I lavori del plenum sono trasmessi online in diretta sulla pagina web http://www.consiglio-bz.org e sul canale youtube del Consiglio provinciale. Su quest’ultimo è possibile interrompere lo streaming per rivedere i passaggi precedenti, in caso di interesse a specifici interventi. Alla pagina web http://www.consiglio-bz.org/it/filmati-delle-sedute-del-consiglio è disponibile invece, di norma dal giorno successivo alle riprese, una riproduzione strutturata delle stesse, con la possibilità di cercare e selezionare la discussione su un determinato atto e gli interventi dei singoli consiglieri/delle singole consigliere.
Consiglio
Lavori Consiglio: Audizione del Direttore generale ASDAA Kofler
**Christian Kofler è intervenuto questa mattina in aula illustrando dati e prestazioni dell’Azienda sanitaria dell’Alto Adige: consiglieri e consigliere gli hanno rivolto domande su personale, tempi d’attesa, assistenza sul territorio e altro.

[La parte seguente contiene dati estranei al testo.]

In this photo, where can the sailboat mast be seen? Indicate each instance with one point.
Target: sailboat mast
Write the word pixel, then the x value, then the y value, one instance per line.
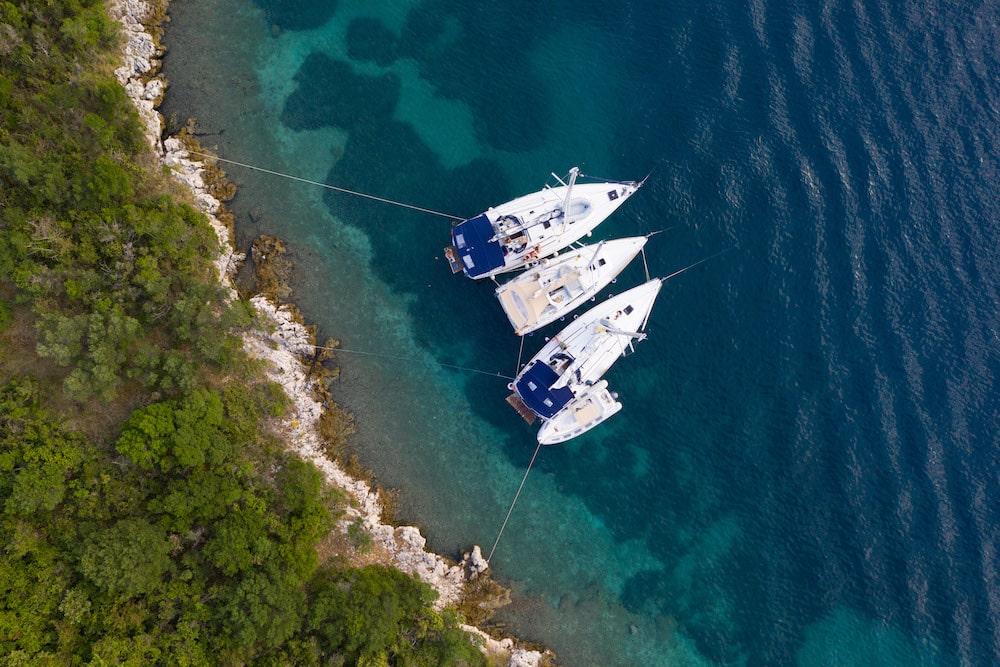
pixel 569 190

Secondo la legge provinciale 3/2017, Struttura organizzativa del Servizio sanitario provinciale, entro 120 giorni dalla nomina del direttore generale da parte della Giunta provinciale si svolge una sua presentazione e audizione in Consiglio provinciale: a questo scopo è intervenuto oggi in aula il neo direttore generale dell’Azienda sanitaria di Bolzano – ASDAA Christian Kofler, nominato in in primavera dalla Giunta provinciale.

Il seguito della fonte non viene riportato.